I guess it’s hard to feel professional in a sundress with puffy cap sleeves. It was late October, I should mention, but that can mean anything in Texas, weather-wise—and it was a solid eighty degrees outside. Even so, I felt underprepared, a little bit chilly, weirdly naked, and uncharacteristically vulnerable.
I missed my pantsuit, is what I’m saying.
And yet.
I could see why Jack would want to do it this way. When my mom was sick, I’d been all about bolstering her spirits, and keeping her hopes alive, and protecting her from despair. I got it. The idea that Jack might be in danger could be very stressful. It’s hard enough being sick.

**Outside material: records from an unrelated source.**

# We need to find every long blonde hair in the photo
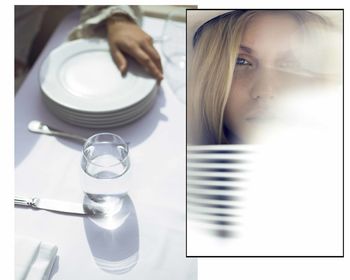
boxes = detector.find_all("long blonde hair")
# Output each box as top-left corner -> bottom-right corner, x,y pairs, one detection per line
187,10 -> 336,144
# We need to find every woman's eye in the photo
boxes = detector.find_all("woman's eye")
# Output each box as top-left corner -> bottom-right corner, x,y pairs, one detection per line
236,57 -> 252,65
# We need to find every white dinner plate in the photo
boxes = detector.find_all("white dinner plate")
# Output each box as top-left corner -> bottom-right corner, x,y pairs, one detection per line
40,39 -> 156,113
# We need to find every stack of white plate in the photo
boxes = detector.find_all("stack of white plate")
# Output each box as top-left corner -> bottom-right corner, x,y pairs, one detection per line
40,39 -> 158,128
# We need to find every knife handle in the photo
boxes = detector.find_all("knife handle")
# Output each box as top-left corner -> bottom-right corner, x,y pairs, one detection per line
15,195 -> 38,208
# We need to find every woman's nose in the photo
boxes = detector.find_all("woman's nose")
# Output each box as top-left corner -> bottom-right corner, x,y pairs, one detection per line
250,69 -> 278,101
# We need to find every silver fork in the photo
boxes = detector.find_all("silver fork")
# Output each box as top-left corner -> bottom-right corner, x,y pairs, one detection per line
28,120 -> 87,143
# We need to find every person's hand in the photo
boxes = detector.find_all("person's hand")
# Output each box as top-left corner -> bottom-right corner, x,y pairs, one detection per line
107,15 -> 163,81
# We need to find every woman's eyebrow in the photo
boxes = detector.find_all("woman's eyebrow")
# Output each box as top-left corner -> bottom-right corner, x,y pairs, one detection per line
239,45 -> 254,54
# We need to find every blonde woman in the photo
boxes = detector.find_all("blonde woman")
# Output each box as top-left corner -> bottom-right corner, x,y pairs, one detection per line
187,10 -> 342,145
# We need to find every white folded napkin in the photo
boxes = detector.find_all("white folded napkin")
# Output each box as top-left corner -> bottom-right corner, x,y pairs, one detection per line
15,236 -> 57,280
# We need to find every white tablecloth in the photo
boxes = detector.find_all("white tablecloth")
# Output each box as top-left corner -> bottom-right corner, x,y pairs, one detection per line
15,9 -> 197,280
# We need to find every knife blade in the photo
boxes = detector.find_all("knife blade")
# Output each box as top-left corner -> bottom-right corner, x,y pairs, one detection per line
15,196 -> 86,215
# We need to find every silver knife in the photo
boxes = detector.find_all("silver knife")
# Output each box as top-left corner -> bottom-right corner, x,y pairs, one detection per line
15,196 -> 86,215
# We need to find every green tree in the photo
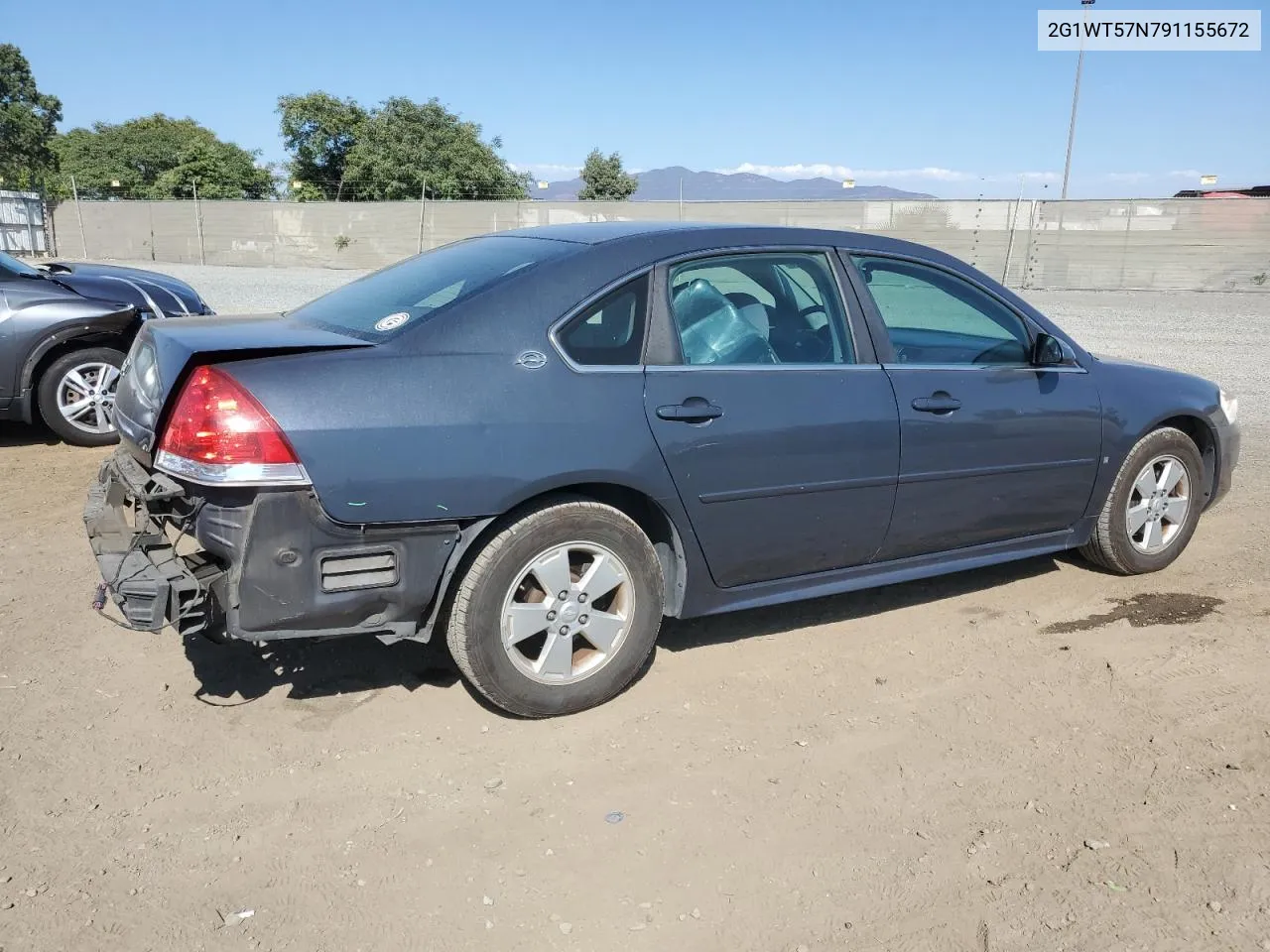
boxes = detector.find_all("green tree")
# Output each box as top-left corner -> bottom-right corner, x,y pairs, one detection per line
577,149 -> 639,202
280,92 -> 530,200
0,44 -> 63,187
54,113 -> 273,198
278,91 -> 366,200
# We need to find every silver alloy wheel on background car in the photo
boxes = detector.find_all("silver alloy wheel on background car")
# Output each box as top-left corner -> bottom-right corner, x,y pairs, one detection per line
58,361 -> 119,434
502,542 -> 635,684
1125,456 -> 1192,554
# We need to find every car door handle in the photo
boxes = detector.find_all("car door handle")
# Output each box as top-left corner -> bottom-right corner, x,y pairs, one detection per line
657,400 -> 722,422
913,393 -> 961,414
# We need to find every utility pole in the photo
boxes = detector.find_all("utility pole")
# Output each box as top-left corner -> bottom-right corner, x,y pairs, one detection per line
71,176 -> 87,258
190,178 -> 207,264
1060,0 -> 1094,200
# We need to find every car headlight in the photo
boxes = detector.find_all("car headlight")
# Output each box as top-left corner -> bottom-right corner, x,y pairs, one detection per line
1216,390 -> 1239,422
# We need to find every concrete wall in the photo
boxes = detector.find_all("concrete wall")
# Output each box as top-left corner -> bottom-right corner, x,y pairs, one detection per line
0,190 -> 49,255
54,198 -> 1270,292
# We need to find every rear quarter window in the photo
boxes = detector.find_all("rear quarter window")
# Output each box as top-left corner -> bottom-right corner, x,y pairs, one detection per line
287,236 -> 576,341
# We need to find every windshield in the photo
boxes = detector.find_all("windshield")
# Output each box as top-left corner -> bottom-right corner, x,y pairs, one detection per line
0,251 -> 44,280
289,236 -> 576,340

I’d thought about it last night as I’d driven the freeway—doing a quick route assessment out to the ranch and back—and I decided I was fine with it.
In theory, at least.
Now, today, as it was actually happening, I was less fine.
I sat primly in the passenger seat with my knees pressed together, feeling not myself.
Jack Stapleton, in contrast, positively lounged in the driver’s seat, steering with one hand and manspreading like a champion. Hair unbrushed defiantly. Chewing gum. Wearing aviator sunglasses like he’d been born in them.
We were going to a ranch, so I guess I’d expected a cowboy look from him. But he seemed more like we were heading for a weekend at the Cape—a snug blue polo and stone-colored khakis with loafers and no socks.